HubSpot Marketing Attribution: A Forward Step or a Backward One?
Accurate marketing attribution – figuring out exactly which marketing investments are driving revenue, and by how much – is the Holy Grail for marketers. Armed with accurate data, they can claim, as politicians often do, ‘to be guided by the science’. If they can link marketing investment directly to revenue by referencing that science, it’s a strong argument when pitching for marketing budgets.
But, as we’ve seen during these pandemic days, ‘the science’ is not always right. Data models fail when fed with inaccurate data. And artificial intelligence algorithms reach misleading conclusions if they’re founded upon false assumptions. That’s why to date, marketers are failing to find the value they expect from marketing data in general and marketing attribution platforms in particular.
Analyst firm, Gartner, sub-titled its ‘Marketing Data and Analytics Survey 2020’, “Optimism persists as results fall short of expectation.” And QueryClicks’s June 2019 survey of 200 marketers in the retail industry confirmed that disappointment is rife regarding marketing attribution. Its report, dubbed ‘Attribution: Digital Marketing’s Broken Promise’, revealed that:
So, when HubSpot, the company behind a sales and marketing platform that claimed to have 73,483 customers in over 100 countries as of December 31, 2019, announced its marketing attribution module, it seemed to be worth a look. Here’s what we found.
What does HubSpot’s marketing attribution module do?
First, a little background. HubSpot consists of four main modules:
- a marketing automation hub
- a sales hub or CRM
- a customer service hub
- a content management hub.
The first three are offered with both free and paid plans, the last one only comes in a paid version.
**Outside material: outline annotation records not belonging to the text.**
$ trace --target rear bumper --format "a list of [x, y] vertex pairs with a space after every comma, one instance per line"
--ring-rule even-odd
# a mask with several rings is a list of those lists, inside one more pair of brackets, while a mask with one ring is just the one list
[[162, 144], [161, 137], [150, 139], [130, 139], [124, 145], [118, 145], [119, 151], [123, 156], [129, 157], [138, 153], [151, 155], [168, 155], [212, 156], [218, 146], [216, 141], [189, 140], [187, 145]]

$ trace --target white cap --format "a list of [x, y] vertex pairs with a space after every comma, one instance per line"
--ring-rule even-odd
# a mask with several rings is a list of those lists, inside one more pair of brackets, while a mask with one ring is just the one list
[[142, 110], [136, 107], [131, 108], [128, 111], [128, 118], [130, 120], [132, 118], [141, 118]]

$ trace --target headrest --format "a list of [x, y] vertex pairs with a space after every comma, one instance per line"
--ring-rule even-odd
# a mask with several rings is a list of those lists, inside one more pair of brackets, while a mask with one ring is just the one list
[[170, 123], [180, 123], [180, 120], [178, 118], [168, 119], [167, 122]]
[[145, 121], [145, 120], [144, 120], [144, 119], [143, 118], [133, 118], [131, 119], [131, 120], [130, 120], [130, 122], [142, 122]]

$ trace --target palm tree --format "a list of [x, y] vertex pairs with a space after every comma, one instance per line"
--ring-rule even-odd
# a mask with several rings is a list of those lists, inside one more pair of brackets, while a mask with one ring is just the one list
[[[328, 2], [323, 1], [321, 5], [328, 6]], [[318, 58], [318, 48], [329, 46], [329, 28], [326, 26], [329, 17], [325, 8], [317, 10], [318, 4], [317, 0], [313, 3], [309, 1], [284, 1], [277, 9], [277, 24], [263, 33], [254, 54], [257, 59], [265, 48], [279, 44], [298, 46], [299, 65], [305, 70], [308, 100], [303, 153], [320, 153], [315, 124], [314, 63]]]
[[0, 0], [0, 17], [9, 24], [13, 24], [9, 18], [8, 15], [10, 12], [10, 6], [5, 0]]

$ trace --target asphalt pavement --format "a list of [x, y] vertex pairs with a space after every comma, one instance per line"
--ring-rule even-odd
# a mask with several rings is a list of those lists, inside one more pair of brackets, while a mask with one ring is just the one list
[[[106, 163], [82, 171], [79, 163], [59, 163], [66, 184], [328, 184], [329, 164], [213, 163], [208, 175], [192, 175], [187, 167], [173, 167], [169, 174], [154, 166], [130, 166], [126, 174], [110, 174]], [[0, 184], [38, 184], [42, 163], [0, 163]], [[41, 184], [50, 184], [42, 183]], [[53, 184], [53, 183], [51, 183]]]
Marketing attribution is part of HubSpot’s custom reporting functionality. The technique it employs is called ‘Multi-touch Revenue Attribution’, which means that it doesn’t just allocate all revenue to the last click that leads to a conversion. A conversion is marketing jargon for someone placing an order or taking some other desired action, perhaps completing an online form to access a PDF document for download. The action can be from an existing customer or a new one.
Multi-touch attribution has been around for a long time – more on that in a minute. It seeks to attribute revenue across each interaction a customer has with your brand. Each interaction occurs at a touchpoint, hence the multi-touch attribution terminology.
Where HubSpot marketing attribution differs from other models is that it has its own definition of key touchpoints:
- first interaction
- lead generation
- deal creation
- and won.
HubSpot defines a lead as anyone who converts on a form, blog subscriptions excluded. It defines a deal as the point at which a contact does something that could end up as revenue, like requesting a meeting or call. All other touchpoints are classified as ‘middle’.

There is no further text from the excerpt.